Running a student election at a university as big as ours is no small feat, and the University Board of Elections deserves a great deal of praise for a job (mostly) quite well done.
That said, this year’s encouraging voter turnout was solely a product of the honor referendum’s presence on the ballot. As Geoff Skelley points out, turnout trends over the past five or so years directly vary according to whether or not a controversial referendum is included in the election that year. The record for overall turnout still belongs to 2005 (with 40 percent), a year in which students were asked both to vote on an amendment changing the honor code and on an opinion poll querying if they were interested in honor finding alternatives to the single sanction. This year’s numbers compare quite favorably to non-referenda years, and similarly to years with referenda on the ballot.This isn’t to say we shouldn’t be encouraged by this year’s 38% turnout. Any such year of high student participation is cause for celebration. It just means we need to be realistic about the context of voting. Certain proposals will always garner more attention than others, and amendments that immediately impact student self-governance (like the honor code) are far more important to students than actually deciding which students get to fill the chairs of Student Council, the University Judiciary Committee, etc. Since amendments are very clear-cut in terms of their effects while candidates can only effect so much unilateral change without voter approval, this trend is both understandable and to some extent desirable. Ideally turnout would be near 100 percent for each election; this never happens even on a national level in the U.S., so we temper our expectations accordingly. All things considered, honor amendments are among the more important of electoral decisions students will have to make regarding self-governance during their time here.

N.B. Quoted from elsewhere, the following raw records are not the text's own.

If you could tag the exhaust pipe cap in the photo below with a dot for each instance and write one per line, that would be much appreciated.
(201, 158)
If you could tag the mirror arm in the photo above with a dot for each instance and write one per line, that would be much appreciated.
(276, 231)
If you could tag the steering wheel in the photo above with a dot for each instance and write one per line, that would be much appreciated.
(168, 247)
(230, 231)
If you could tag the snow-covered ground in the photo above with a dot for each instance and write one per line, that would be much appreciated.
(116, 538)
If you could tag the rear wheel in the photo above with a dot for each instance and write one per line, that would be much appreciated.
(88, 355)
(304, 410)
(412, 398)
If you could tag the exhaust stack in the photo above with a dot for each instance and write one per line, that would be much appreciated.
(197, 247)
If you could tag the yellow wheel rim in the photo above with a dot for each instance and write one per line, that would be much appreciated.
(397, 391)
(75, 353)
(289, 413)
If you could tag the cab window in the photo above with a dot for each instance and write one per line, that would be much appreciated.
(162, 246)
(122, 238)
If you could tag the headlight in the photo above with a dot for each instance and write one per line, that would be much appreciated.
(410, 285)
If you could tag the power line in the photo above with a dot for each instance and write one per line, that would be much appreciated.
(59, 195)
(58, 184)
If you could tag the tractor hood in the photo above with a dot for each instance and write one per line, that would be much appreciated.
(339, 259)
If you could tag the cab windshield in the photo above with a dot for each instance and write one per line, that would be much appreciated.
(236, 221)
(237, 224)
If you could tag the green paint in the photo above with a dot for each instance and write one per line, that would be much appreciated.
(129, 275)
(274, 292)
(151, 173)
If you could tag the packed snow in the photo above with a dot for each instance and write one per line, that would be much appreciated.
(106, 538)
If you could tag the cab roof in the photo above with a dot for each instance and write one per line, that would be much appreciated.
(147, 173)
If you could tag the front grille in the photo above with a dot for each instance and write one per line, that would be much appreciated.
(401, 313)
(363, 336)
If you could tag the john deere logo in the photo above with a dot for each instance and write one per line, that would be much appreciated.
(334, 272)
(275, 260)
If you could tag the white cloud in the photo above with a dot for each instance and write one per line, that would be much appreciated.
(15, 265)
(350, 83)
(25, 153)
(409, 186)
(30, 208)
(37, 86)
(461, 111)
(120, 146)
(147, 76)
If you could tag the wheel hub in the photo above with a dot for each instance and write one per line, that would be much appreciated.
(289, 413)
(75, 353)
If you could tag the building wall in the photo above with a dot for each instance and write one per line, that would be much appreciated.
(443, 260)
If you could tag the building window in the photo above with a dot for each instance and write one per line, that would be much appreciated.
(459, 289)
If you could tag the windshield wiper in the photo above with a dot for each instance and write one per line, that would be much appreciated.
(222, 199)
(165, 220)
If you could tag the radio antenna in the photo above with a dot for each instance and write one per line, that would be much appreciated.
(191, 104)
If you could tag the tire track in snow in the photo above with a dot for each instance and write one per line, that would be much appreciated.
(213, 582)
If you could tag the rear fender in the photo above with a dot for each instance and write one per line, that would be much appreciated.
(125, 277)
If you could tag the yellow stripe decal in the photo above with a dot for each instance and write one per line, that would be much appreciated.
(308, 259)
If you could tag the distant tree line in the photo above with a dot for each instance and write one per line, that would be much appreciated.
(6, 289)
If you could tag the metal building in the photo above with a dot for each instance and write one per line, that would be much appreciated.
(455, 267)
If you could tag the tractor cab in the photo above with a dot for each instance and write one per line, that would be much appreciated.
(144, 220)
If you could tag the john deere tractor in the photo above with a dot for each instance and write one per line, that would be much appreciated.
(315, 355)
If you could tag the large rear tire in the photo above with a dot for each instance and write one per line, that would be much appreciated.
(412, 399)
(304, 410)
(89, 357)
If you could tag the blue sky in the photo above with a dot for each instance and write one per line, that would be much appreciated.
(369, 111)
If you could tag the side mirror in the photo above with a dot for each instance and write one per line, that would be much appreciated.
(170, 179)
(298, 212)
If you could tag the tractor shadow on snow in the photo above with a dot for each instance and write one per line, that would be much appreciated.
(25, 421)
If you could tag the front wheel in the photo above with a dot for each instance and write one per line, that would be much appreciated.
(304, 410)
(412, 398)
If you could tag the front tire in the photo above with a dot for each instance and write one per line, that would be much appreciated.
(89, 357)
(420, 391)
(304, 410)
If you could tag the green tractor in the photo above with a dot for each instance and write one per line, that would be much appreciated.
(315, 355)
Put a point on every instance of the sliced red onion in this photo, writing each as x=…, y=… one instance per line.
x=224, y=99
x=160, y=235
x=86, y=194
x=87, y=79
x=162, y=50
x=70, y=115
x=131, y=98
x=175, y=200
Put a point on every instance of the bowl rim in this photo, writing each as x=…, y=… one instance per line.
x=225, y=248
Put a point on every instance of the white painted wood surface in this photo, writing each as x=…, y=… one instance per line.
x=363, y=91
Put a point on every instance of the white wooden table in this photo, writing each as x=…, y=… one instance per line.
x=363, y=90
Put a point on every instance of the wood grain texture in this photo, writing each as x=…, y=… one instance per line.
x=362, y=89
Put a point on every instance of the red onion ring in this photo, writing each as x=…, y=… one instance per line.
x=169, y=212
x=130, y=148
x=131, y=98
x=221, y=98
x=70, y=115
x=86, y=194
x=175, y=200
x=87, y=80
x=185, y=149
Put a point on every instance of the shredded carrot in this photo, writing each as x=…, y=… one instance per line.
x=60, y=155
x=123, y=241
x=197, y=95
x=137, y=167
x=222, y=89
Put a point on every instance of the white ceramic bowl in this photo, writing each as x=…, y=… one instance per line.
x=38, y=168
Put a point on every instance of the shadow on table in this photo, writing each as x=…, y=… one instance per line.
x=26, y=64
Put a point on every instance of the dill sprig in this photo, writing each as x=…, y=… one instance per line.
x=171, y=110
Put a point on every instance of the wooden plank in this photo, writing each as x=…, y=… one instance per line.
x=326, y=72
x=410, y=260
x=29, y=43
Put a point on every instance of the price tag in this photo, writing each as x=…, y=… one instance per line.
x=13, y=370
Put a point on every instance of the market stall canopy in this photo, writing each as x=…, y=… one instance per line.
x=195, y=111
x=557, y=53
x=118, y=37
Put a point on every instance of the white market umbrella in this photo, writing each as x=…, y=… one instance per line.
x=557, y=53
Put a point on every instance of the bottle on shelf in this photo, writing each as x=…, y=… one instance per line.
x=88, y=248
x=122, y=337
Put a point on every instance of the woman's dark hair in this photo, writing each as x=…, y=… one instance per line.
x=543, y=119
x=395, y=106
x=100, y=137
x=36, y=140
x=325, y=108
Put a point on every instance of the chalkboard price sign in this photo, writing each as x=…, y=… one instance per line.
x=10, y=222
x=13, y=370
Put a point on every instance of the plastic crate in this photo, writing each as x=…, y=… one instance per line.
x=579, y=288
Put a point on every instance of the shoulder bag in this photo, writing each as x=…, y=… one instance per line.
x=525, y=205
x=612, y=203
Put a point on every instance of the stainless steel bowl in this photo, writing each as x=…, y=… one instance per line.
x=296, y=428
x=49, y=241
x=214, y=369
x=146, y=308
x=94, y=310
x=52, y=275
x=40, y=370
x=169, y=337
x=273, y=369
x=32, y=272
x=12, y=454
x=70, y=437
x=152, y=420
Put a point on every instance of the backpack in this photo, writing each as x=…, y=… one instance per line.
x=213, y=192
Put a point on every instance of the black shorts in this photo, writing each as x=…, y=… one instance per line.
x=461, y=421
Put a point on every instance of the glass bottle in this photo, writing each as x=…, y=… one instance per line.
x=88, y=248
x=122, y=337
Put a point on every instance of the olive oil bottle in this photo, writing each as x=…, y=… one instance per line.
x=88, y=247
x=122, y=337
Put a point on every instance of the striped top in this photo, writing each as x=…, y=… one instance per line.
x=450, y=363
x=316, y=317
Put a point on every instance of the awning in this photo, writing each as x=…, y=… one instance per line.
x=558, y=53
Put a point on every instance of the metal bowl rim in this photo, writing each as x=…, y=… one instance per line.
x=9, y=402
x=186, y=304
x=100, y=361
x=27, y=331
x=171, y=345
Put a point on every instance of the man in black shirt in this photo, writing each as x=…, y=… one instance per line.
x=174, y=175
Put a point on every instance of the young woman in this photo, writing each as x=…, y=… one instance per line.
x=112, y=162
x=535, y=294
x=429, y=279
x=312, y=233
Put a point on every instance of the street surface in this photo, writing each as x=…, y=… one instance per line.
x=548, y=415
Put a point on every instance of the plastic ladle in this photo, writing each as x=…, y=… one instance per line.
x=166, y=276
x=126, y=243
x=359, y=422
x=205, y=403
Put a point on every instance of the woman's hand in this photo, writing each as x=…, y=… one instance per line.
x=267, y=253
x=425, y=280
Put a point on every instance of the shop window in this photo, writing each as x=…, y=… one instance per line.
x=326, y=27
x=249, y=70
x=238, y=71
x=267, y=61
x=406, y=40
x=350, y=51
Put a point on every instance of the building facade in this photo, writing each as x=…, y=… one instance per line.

Another trend that would be interesting to dissect is the turnout breakdown by year. First-years and second-years trumped the upperclassmen with 59% and 52% turnout, respectively. Third-years had 49% while fourth-years had 37%. The overall undergraduate rate was 49% and the overall graduate student rate was 16%. The undergraduate breakdown by year is curious yet predictable. Younger students are probably both more likely to have free time to vote and to see that these decisions will affect them the most (as they have the most time left at the University). Older students are probably more likely to be busier, to have become disenchanted with what they see as inaction on the part of student leaders, and to realize that electoral decisions will impact them for only a short time before they graduate. Master’s and doctoral students appear to just feel far more apathetic to student self-governance than undergrads. Again, this is fairly predictable, although even more effort to drive up the graduate school turnout rate would be a great thing. In short, we should all take pride in the fact that, by and large, student self-governance is prioritized by enough people to have meaningful elections. This is nothing to take for granted. We just also must understand the nature of any student election and search for ways of improvement that account for these inherent limitations.